Traduction par Ferdinand Cazalis
Texte original paru dans Diagonal le 30 août 2015
Sans rôles préétablis, sans que l’une des deux parties du couple doive toujours mener et l’autre suivre, sans que cette assignation des tâches dans la danse ne corresponde à une distribution par genre, où la femme joue à attendre d’être invitée puis suit la marche de l’homme. Et, surtout, sans que le couple soit obligatoirement composé d’un homme et d’une femme. Ainsi se danse un tango différent, qui commence à être connu comme « tango queer », réfléchissant sur le genre, les codes et les normes régissant cette danse.
Ce texte est le second d’une série dont le premier, « S’en remettre aux pas de l’homme », est disponible ici.

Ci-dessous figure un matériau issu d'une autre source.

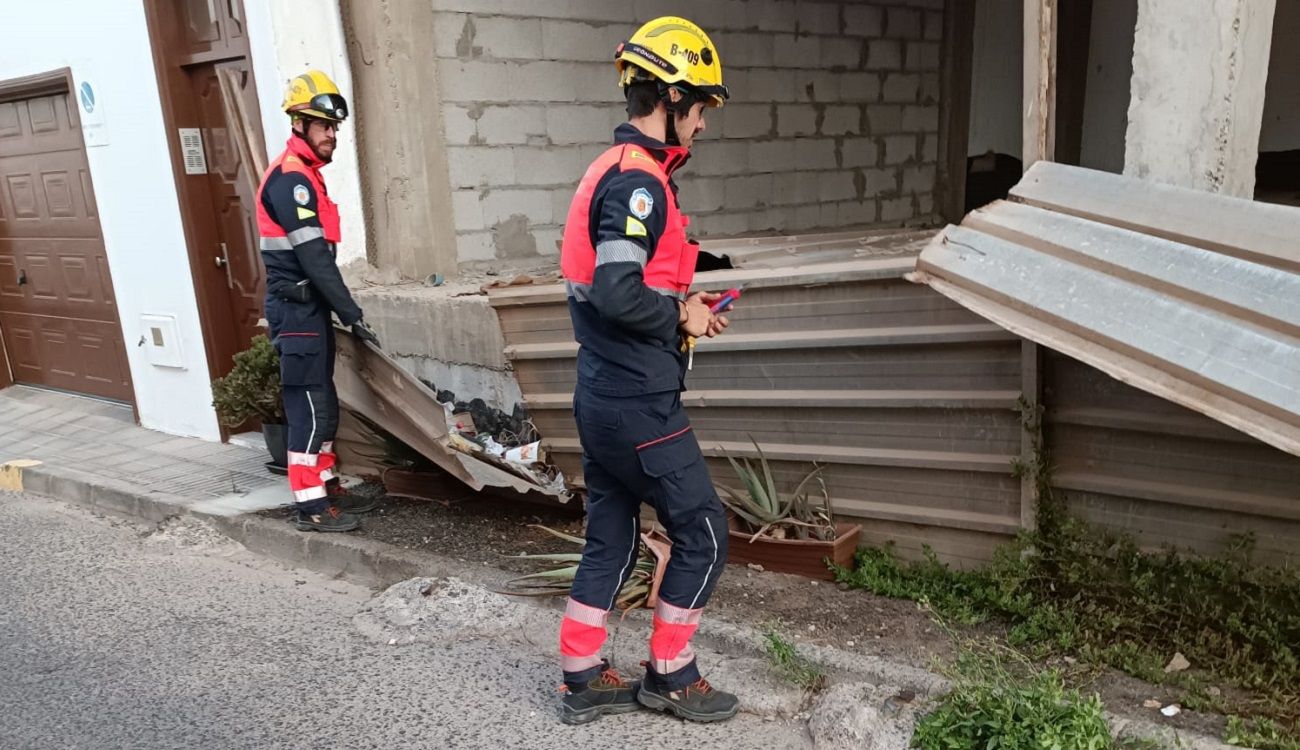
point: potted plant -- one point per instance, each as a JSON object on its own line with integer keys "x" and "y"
{"x": 251, "y": 391}
{"x": 785, "y": 532}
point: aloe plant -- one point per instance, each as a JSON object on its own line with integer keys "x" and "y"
{"x": 559, "y": 581}
{"x": 766, "y": 511}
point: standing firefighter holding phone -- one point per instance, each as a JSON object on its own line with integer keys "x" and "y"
{"x": 628, "y": 269}
{"x": 298, "y": 226}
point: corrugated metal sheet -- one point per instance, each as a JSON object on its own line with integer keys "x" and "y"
{"x": 373, "y": 386}
{"x": 1126, "y": 459}
{"x": 809, "y": 248}
{"x": 1214, "y": 330}
{"x": 906, "y": 398}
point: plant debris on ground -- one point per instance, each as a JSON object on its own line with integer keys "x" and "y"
{"x": 1075, "y": 589}
{"x": 1001, "y": 699}
{"x": 792, "y": 666}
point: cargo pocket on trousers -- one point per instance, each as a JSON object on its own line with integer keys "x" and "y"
{"x": 302, "y": 362}
{"x": 683, "y": 485}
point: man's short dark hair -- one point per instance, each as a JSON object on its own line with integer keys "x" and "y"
{"x": 642, "y": 98}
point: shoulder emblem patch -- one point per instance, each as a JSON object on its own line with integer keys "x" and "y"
{"x": 641, "y": 203}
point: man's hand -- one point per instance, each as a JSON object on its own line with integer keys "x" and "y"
{"x": 694, "y": 317}
{"x": 365, "y": 333}
{"x": 716, "y": 325}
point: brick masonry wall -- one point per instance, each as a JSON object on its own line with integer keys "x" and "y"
{"x": 833, "y": 118}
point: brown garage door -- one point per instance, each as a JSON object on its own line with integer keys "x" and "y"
{"x": 57, "y": 316}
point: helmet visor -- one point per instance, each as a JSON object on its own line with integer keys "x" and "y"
{"x": 326, "y": 105}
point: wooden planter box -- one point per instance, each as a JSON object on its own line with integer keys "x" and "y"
{"x": 800, "y": 556}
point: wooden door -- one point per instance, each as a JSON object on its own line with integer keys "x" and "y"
{"x": 194, "y": 42}
{"x": 59, "y": 319}
{"x": 234, "y": 268}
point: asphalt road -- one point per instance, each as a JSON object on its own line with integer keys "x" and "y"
{"x": 118, "y": 636}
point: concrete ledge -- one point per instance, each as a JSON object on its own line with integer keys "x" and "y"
{"x": 356, "y": 559}
{"x": 447, "y": 336}
{"x": 378, "y": 564}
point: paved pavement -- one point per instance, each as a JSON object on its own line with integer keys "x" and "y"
{"x": 100, "y": 441}
{"x": 115, "y": 634}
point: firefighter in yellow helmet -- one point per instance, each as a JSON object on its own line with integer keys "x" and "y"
{"x": 628, "y": 268}
{"x": 299, "y": 228}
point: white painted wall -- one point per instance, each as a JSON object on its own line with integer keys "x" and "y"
{"x": 996, "y": 77}
{"x": 1281, "y": 129}
{"x": 1110, "y": 70}
{"x": 139, "y": 213}
{"x": 287, "y": 38}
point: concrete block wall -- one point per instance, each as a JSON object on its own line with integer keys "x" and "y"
{"x": 833, "y": 120}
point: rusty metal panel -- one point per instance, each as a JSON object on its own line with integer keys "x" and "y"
{"x": 908, "y": 399}
{"x": 373, "y": 386}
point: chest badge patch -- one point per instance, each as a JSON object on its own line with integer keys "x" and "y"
{"x": 641, "y": 203}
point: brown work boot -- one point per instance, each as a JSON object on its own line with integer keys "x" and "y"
{"x": 607, "y": 693}
{"x": 697, "y": 702}
{"x": 346, "y": 501}
{"x": 330, "y": 519}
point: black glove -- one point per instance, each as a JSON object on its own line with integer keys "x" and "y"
{"x": 365, "y": 333}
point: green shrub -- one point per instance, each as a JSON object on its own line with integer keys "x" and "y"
{"x": 251, "y": 389}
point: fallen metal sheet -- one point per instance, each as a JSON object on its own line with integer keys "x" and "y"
{"x": 1205, "y": 329}
{"x": 905, "y": 398}
{"x": 373, "y": 386}
{"x": 792, "y": 250}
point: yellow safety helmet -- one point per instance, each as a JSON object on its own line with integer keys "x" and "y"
{"x": 313, "y": 95}
{"x": 676, "y": 52}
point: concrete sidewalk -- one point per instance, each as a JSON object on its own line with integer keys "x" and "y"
{"x": 89, "y": 441}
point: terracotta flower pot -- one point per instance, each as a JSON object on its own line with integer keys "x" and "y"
{"x": 800, "y": 556}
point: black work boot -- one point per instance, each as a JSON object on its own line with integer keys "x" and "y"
{"x": 346, "y": 501}
{"x": 329, "y": 519}
{"x": 697, "y": 702}
{"x": 607, "y": 693}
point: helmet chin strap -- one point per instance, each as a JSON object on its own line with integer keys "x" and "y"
{"x": 303, "y": 138}
{"x": 672, "y": 107}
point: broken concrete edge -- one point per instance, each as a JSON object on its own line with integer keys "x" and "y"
{"x": 378, "y": 564}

« Pour moi, le tango queer, c’est le tango », définit Olaya Aramo, pionnière sous nos latitudes de cette manière de voir la milonga (l’espace où se danse le tango) qui s’est développée en Allemagne depuis le mitan des années 1980. « Dans le monde dit “traditionnel”, et que je préfère appeler “hétéronormatif”, une bonne part de ce qui est érotisé et sensualisé réside dans l’incarnation de certaines normes genrées qui concède des privilèges aux hommes. Cette dynamique favorise l’hétérosexualisation du milieu tango. »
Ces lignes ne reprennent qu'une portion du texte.